Weight and BMI increased significantly in the CGMP-AA2 group with an increase in weight and BMI first becoming evident from 26 weeks, this may be related to some children using a protein free milk replacement to make up their powdered CGMP-AA2 protein substitute. A mean intake of 400 ml/day of protein-free milk replacement would increase energy intake by 270 kcal/day. Only 9 children were routinely adding additional milk substitute to their CGMP-AA2 but there were no significant differences evident between children using protein free milk or water to prepare the CGMP-AA 2, but this may not be apparent due to the small numbers in the group. We changed this practice when it was observed that children were gaining extra weight. Another consideration influencing growth is age; the Phe-free L-AA group were an older patient cohort and therefore, over the 12-month period it is difficult to quantify how many were actively reaching puberty and the effect this has on weight, height and BMI. A further consideration is that CGMP based on a protein source may be more efficiently utilized increasing muscle mass compared to L-AA. Longer-term observations of both study groups will hopefully answer this question with data describing both fat free and fat mass index.

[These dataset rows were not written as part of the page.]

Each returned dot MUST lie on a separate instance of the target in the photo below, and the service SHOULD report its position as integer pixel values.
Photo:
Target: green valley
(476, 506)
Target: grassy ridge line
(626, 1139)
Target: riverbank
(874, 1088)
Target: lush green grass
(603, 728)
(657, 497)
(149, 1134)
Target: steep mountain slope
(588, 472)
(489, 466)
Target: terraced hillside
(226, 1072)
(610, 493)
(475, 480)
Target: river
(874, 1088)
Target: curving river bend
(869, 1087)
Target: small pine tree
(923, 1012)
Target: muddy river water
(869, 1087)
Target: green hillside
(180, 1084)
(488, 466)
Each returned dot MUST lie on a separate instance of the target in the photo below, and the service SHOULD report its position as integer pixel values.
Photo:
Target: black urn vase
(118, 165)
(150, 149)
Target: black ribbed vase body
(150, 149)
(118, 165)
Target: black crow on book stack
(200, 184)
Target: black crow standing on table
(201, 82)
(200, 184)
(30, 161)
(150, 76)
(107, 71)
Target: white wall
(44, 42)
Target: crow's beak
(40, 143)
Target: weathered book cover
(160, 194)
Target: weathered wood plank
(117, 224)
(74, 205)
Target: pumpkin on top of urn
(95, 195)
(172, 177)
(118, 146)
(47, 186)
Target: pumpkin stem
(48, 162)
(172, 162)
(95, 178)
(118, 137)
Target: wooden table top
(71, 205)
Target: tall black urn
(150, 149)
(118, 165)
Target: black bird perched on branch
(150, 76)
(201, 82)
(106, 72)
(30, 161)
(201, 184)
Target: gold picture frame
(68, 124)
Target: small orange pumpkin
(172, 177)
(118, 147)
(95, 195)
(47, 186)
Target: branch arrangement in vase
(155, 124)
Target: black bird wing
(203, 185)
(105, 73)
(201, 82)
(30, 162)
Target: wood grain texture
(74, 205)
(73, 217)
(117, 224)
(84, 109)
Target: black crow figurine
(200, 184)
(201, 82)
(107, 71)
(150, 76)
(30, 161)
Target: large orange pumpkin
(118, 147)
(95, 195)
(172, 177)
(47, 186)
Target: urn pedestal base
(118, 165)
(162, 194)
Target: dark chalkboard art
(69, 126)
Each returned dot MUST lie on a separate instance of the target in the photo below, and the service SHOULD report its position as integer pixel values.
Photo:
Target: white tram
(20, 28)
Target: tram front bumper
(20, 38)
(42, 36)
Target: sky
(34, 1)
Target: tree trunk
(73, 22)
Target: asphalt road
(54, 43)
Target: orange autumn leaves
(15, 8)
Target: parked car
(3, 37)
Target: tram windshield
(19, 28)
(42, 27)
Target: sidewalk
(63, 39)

There are several limitations to this study that need to be considered. We were unable to conduct a randomised controlled blind trial. CGMP-AA2 and conventional L-AA supplements are very different in taste, texture and appearance rendering any blind or randomised trial very challenging in children who may not easily accept changes to their protein substitutes [34]. In this study, 40% of children preferred to stay on their usual Phe-free L-amino acid supplement (control group) and so they were a self-selected, not age-matched group and children in the control group were older than the study group. Also in teenage children in both study groups, ensuring dietary adherence was difficult although patients were monitored closely with monthly home visits to check stock levels of protein substitute and dietary intake. A further limitation was the use of low protein milk substitute to make up the protein substitute, in addition to increasing energy intake it possibly altered CGMP-AA2 absorption, affecting amino acid kinetics.